My last abuser (my uncle) was arrested but free not even 24 hours later. He was never prosecuted. In those days the victim had to prove that the perpetrator was guilty. (Enter more shame and guilt).
Anyway, fast forward to the age of 21. It has now been over 5 years since I have seen anyone in the family including him.
One day, my husband and I were out shopping and there he was. In broad daylight. Smiling. Talking to someone.
The last words we exchanged were threats and I was more than sure that he would kill me that very day.
So there he is. I literally froze. Turned around and ran for my life. My husband, not knowing what had just happened, is trying to catch up to me.
We made it to the car and I couldn’t even speak. At home, I went straight to my room and got under the covers. I was shaking. Trembling. Crying. My heart was exploding. I stayed there for two days. All day Saturday and Sunday.
On Monday, I tried to go out and was terrified. For 6 months, I could barely leave the house. And when I did I got very sick to my stomach. That started many years of panic in public places. I have had to leave big open places many times. Even at home it seemed like I wasn’t safe. There literally was (in my mind) no where to hide.

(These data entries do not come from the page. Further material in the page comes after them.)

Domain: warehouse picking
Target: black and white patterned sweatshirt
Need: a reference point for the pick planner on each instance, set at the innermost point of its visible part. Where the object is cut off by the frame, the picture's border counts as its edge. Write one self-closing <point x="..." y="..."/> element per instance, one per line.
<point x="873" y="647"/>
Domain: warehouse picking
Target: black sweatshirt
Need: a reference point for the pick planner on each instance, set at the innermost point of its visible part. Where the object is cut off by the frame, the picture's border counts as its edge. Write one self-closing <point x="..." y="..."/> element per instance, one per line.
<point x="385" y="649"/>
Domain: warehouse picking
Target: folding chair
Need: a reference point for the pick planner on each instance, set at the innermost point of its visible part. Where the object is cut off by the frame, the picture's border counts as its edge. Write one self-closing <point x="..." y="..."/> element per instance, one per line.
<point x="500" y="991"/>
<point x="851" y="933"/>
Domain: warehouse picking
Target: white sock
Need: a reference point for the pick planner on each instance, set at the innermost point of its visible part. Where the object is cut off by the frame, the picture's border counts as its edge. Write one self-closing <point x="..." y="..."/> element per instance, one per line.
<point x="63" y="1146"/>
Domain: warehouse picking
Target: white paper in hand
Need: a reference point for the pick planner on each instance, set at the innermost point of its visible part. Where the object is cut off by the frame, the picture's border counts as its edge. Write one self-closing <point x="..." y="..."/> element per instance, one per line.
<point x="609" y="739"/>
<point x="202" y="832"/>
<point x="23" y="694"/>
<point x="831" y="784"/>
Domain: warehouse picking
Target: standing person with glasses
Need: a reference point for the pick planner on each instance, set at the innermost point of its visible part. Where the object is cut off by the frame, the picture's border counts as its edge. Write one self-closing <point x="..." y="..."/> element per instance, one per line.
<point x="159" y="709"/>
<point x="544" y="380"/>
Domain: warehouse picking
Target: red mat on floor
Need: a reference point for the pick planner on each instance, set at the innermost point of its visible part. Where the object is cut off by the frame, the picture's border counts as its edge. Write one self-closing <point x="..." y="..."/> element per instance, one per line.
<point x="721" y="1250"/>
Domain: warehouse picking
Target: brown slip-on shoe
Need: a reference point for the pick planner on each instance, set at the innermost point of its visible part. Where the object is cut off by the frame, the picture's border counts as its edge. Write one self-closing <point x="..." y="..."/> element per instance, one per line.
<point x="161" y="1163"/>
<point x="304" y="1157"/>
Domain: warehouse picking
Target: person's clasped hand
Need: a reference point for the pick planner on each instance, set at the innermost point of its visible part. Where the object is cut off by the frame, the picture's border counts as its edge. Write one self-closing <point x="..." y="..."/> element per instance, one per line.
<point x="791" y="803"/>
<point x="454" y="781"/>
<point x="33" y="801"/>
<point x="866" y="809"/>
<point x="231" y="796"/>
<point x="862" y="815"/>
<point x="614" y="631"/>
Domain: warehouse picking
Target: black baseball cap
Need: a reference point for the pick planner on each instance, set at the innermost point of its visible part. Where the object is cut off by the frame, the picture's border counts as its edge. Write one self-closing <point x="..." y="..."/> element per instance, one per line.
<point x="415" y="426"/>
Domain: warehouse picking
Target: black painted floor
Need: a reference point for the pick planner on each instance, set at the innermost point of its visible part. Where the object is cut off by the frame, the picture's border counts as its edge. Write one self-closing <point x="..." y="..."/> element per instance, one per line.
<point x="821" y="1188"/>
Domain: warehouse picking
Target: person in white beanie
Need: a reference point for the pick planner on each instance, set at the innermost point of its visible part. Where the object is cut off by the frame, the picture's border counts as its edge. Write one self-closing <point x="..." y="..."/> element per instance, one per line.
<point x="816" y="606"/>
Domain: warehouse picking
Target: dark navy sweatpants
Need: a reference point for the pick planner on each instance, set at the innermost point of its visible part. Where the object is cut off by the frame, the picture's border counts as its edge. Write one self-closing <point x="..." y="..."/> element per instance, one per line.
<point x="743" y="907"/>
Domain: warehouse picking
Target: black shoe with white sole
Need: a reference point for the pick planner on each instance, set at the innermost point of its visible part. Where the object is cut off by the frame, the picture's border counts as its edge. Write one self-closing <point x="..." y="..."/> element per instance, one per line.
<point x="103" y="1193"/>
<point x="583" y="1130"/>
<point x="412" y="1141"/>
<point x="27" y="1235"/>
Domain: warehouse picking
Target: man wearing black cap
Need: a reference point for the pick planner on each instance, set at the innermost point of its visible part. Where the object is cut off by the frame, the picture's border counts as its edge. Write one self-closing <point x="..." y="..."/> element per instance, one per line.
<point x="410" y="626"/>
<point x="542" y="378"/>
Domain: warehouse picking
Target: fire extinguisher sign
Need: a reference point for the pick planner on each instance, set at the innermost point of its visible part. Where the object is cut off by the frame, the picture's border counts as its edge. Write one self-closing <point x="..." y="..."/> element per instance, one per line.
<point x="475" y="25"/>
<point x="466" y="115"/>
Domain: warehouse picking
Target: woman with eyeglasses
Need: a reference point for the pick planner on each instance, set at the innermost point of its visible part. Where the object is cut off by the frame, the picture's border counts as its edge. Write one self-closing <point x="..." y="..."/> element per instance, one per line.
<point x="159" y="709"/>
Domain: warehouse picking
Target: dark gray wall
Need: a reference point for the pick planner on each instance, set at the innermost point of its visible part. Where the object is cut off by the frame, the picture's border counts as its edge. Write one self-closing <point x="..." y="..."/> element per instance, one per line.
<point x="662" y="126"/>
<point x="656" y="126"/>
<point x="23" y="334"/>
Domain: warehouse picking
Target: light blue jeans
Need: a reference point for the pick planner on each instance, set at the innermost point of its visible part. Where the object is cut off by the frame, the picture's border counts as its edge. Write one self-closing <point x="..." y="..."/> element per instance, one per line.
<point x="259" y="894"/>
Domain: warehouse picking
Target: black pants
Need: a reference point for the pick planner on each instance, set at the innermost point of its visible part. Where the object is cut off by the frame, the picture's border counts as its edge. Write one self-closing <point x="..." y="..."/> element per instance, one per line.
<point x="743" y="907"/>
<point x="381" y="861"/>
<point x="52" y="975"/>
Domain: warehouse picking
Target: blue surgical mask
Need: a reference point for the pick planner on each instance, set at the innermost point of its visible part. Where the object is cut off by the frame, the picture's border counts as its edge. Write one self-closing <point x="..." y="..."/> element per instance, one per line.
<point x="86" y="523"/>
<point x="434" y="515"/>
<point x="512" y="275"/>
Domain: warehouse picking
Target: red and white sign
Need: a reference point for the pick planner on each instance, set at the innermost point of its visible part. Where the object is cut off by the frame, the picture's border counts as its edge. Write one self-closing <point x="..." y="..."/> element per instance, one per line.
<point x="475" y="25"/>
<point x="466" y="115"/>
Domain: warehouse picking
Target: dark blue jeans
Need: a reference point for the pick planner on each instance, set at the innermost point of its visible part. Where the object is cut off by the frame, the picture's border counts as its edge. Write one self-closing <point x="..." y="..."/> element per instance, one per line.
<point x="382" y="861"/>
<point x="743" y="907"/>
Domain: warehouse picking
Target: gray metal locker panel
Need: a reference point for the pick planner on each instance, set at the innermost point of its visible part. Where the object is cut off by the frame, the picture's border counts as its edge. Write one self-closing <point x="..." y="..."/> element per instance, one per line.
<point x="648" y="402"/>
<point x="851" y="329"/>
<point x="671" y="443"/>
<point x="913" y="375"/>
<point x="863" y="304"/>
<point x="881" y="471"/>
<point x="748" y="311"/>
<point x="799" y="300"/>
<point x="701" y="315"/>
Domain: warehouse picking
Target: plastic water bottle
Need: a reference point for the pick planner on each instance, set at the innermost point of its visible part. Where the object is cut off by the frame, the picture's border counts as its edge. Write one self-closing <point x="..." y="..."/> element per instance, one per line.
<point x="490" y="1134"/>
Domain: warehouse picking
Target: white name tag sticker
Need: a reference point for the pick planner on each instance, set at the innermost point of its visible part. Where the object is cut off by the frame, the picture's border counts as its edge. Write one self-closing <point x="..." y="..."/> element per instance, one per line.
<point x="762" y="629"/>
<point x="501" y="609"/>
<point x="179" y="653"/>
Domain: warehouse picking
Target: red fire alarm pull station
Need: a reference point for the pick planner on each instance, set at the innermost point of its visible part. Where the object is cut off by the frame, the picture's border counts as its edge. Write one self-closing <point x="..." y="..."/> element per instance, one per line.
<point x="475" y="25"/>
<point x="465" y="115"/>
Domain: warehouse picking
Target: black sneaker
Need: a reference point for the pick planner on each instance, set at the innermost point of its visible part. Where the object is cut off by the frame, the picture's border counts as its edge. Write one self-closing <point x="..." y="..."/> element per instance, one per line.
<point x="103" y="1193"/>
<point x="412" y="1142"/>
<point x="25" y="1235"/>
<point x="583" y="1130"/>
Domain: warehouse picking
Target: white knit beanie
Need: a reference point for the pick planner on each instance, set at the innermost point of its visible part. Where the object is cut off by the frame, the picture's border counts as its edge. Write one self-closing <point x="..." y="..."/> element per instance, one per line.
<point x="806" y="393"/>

During those days, I wished I could build a cave or bunker and hide until I died.
It’s so disabling to never feel safe.
I now can go just about anywhere without panic but since my perpetrator lives in the next city, running into him or his family is always a possibility.
I am free from him physically and no longer worry about him harming me. But the emotional destruction was done long ago. Each day, I have to come out of his emotional grips and try to trust myself.
I have to push his hands off of me in my mind. I have to forget his smell in my mind. I have to know that God always has my back. I have to know that I no longer need to hide.
If I ever see him again, I will stand up brave and tall and tell him that he can’t scare me anymore.
I have to lie to myself every day until I believe I am strong enough to fight him. I have to depend on my armor and my Heavely Father to keep me safe.
So know this Mr. Child Abuser. I am like Schwarznegger. I WILL BE BACK.